Re: Storm workers get killed in the middle and supervisor restarts

Posted by Bobby Evans <ev...@yahoo-inc.com>.
No you should not need to configure the users ahead of time.  In storm if security is turned off the "user" or "owner" of the topology is stored internally as the unix user running nimbus.  The fact that it is null indicates that there is some kind of a bug.  I am just trying to gauge how serious of a bug it is.  Does the supervisor recover after a little while or is it stuck in a bad state?


- Bobby


On Monday, August 7, 2017, 9:28:46 AM CDT, Martin Burian <ma...@gmail.com> wrote:

I am seeing exactly the same exception being thrown by supervisors in my topology after an update from storm 1.0.3 to 1.0.4.A quick search took me to http://storm.apache.org/releases/1.0.4/SECURITY.html where there are multiple references to some "users". Do I need to configure one of those?
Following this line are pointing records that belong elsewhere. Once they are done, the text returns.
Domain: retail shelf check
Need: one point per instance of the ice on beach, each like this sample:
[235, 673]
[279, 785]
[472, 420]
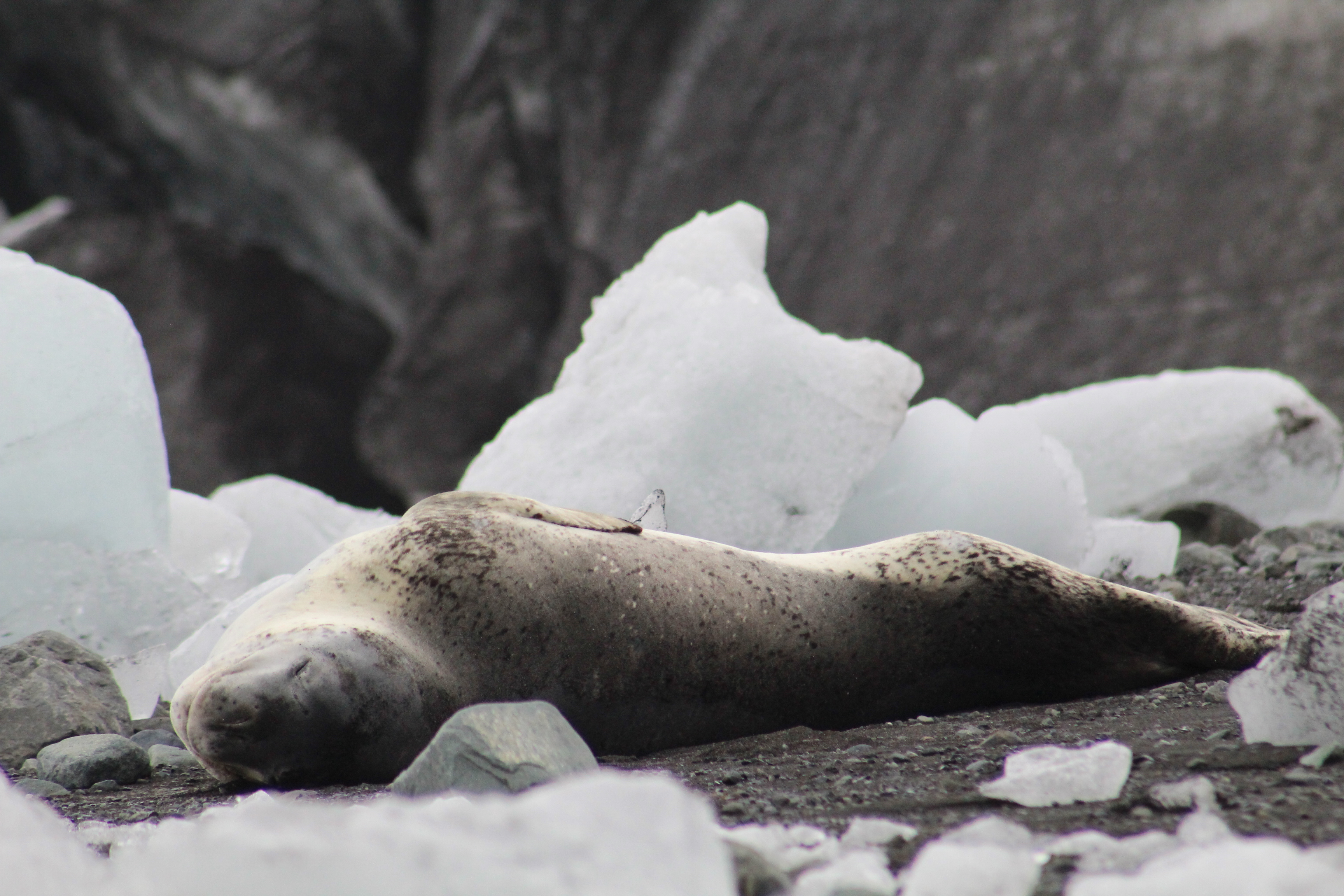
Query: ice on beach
[1296, 694]
[1252, 440]
[205, 541]
[291, 523]
[195, 648]
[996, 476]
[691, 378]
[115, 604]
[985, 858]
[588, 836]
[1132, 547]
[143, 679]
[82, 455]
[1058, 775]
I Didn't have to do anything with users before.
Martin

po 7. 8. 2017 v 16:01 odesílatel Bobby Evans <ev...@yahoo-inc.com> napsal:

from the code
https://github.com/apache/storm/blob/v1.1.1/storm-core/src/jvm/org/apache/storm/localizer/Localizer.java?utf8=%E2%9C%93#L332
it looks like your user is null when trying to update the resources for the topology?  Did the supervisor and your topology recover when the supervisor was relaunched?  If not please file a bug JIRA and we can look into it.


- Bobby


On Sunday, August 6, 2017, 11:34:19 PM CDT, Sahan Maldeniya <sa...@haulmatic.com> wrote:


Hi,

We are using apache storm to analyze a GPS data stream by subscribing to rabbit mq message channel. We use apache storm 1.11.

We have deployed a zookeeper, 1 nimbus, 1 UI and a supervisor in 3 Amazon EC2 instances. Also we have a local storm supervisor which is pointing to the remote nimbus in ec2 via the same zookeeper. 





When we run the topology as a local cluster or submit to the storm when only local supervisor is running ( we stop the remote supervisor instance), everything works as expected.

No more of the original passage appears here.